Unfortunately, this can be difficult in the real world unless you limit yourself to interacting only with people who know what your triggers are and avoid leaving familiar places that feel safe. The irony is that for both PTSD and anxiety the evidence-based treatments of choice all involve helping people face the situations and memories they are afraid of, so they can learn how to manage their thoughts and diffuse their automatic emotional responses.
This is not a quick or easy process, and is best done in a supportive clinical setting. While this is the preferred clinical approach, something quite different has been happening in the social sphere where the concept of “trigger warnings” has become ubiquitous. This shorthand for telling people that they may find upcoming messages or pictures disturbing debuted first online, but has now become a common practice in the media classrooms and workplaces.
Although the warnings were initially intended to protect survivors of sexual violence, the term is now used to signal violence or trauma of any sort as well as political, racial or moral topics people may find disturbing. But refusing to listen to a news story about a violent event we don’t condone, or a belief we don’t agree with is a far cry from experiencing an autonomic response to cues related to a specific trauma we have endured. Furthermore, there is little to no evidence that trigger warnings reduces distress in trauma survivors. A study published in 2020 by Jones, Bellet and McNally indicated that trigger warnings did not protect trauma survivors from distress and “counter-therapeutically” reinforced the view that being a trauma survivor was now a key part of their identity.

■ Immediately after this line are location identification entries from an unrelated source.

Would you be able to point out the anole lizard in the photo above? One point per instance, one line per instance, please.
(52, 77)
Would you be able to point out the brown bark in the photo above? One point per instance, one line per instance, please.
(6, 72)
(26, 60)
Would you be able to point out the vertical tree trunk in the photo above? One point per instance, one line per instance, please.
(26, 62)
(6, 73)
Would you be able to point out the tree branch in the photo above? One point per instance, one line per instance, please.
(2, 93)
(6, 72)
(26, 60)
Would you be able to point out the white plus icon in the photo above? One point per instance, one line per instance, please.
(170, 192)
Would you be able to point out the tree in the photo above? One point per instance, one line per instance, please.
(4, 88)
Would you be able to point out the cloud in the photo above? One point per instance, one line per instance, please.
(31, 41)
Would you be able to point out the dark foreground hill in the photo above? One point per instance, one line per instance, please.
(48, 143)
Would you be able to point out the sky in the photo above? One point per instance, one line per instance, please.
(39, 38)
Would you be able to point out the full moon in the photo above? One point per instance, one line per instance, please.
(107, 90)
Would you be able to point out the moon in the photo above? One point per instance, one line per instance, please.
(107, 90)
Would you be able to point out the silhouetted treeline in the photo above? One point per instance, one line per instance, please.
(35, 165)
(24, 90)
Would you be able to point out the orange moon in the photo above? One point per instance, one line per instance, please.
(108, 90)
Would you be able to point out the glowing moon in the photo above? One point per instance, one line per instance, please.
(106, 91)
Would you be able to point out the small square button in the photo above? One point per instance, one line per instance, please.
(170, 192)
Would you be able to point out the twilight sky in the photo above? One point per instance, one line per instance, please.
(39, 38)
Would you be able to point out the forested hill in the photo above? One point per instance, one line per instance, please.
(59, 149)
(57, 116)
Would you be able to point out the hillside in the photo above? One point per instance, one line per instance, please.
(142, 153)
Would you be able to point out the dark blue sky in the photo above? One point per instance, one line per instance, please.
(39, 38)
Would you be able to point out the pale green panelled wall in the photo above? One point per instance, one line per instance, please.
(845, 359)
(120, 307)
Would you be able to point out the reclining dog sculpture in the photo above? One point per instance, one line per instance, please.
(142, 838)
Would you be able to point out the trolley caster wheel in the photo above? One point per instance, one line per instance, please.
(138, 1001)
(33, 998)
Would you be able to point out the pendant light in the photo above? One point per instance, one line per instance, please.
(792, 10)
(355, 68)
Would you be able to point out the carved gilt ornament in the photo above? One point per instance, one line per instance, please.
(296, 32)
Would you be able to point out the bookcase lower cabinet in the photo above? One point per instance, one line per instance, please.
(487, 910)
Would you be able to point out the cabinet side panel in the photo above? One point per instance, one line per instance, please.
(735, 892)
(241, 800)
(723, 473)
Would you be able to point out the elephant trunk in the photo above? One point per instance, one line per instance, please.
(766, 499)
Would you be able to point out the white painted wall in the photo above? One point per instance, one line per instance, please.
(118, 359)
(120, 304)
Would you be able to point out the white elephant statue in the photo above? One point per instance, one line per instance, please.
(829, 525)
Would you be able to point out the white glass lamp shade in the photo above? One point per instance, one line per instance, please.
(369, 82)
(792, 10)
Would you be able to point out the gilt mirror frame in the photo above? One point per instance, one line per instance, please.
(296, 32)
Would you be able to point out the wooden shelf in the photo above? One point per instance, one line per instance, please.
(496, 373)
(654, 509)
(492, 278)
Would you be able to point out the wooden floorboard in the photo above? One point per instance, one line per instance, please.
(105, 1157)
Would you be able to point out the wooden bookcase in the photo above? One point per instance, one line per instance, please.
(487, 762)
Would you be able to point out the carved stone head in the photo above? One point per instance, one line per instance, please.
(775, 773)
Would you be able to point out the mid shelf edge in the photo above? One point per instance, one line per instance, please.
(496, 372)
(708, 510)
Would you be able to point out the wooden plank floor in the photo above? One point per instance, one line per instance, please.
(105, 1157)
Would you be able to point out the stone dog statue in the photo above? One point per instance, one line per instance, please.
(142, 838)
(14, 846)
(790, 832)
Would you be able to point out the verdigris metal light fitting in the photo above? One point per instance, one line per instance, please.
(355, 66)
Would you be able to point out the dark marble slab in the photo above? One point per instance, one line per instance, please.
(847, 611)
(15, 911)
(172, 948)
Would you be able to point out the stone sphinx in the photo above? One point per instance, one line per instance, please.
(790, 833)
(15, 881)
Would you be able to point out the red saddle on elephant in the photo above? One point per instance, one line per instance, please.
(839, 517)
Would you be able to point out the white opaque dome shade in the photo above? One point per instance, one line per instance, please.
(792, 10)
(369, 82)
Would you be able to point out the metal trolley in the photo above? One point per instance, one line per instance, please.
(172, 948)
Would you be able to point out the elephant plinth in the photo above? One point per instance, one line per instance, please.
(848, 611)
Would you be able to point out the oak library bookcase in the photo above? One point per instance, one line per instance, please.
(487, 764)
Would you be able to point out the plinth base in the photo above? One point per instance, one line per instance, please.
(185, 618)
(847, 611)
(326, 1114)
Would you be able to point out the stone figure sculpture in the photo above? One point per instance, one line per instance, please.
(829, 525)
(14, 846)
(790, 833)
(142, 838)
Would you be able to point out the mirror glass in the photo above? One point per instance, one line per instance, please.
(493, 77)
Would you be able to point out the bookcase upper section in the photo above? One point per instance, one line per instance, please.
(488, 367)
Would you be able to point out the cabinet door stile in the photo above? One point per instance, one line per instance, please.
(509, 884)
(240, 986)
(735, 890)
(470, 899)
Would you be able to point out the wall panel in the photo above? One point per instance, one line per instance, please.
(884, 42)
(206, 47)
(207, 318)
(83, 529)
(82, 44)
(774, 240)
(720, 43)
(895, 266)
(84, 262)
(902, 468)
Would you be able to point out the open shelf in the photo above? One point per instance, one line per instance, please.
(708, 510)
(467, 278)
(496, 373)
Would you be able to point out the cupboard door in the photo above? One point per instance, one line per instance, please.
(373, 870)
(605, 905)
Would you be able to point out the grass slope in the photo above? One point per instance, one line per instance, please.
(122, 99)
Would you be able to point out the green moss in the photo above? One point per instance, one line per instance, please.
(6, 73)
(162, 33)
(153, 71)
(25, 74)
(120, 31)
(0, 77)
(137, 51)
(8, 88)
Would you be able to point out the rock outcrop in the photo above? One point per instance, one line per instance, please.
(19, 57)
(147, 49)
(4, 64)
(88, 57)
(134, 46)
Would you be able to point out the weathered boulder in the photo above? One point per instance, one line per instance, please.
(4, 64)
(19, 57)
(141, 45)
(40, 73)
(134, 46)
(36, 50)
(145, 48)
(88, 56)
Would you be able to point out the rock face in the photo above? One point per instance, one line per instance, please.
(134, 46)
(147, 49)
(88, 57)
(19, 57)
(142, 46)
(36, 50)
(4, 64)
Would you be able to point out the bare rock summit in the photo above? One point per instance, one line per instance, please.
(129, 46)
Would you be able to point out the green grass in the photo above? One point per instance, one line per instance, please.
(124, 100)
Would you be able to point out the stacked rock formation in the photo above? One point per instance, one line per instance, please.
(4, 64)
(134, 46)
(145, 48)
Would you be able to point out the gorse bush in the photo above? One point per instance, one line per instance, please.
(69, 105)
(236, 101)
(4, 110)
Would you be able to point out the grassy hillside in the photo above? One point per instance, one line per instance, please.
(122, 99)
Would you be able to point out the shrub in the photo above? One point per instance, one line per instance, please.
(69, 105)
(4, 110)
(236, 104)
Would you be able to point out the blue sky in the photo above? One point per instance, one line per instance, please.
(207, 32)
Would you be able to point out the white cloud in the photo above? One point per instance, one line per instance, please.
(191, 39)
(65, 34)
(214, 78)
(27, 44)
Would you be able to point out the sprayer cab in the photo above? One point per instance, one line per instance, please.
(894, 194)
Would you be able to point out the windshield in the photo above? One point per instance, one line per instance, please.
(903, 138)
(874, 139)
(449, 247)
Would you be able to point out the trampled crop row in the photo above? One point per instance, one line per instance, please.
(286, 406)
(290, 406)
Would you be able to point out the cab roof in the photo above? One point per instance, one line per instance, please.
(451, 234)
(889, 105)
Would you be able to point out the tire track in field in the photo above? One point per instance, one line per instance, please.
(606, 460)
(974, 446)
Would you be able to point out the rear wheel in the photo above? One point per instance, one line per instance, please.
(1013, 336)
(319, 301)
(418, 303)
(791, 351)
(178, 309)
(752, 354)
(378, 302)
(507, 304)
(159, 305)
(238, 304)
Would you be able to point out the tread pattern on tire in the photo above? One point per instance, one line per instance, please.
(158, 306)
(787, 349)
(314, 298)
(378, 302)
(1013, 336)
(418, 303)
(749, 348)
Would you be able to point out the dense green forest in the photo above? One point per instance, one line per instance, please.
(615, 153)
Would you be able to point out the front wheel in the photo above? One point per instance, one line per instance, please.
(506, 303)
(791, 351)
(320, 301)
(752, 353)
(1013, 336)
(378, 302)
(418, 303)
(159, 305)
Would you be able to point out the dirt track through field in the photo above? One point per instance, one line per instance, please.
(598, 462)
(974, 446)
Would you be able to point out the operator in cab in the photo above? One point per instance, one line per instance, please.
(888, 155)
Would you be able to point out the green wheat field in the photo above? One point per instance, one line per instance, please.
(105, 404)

How One Really Overcomes Trauma
In a cruel twist, assuming that we have to protect people from reminders of their trauma may actually be giving them the message that they have to spend the rest of their lives being labeled as survivors who can’t face the things that happened to them. Of course, graphic, overwhelming images or stories of trauma can disturb even non-traumatized people and it takes effort and time to process trauma, especially if it was perpetrated by other humans. But many survivors find that taking charge of the narrative they tell themselves and others and refusing to let the things that have happened define them is the true path to recovery.
While it is clearly a well-worn cliché, there is a reason that we tell people who get right back on the horse after a fall. The longer you avoid the thing you fear, the larger it grows in your own imagination. Acting as though the best way to cope with discomfort is to avoid it does little to solve the problem. Certainly, trauma survivors deserve to have the support and time they need to process what has happened to them, but rather than viewing trigger warnings as a signal to hide we need to view the topics behind them as both personal and social calls to action. While it would be unfair to expect that all trauma survivors can or want to be advocates for people who have shared their experiences, some do find that speaking out to prevent future abuses is empowering.
Others find power in pursuing non-trauma related activities that give them a sense of meaning and belonging. But if those of us who want to be supportive put more energy into changing the circumstances that led to their adverse experiences and less time signaling that we must be caring people because we have noticed they are upset, it might make a real difference.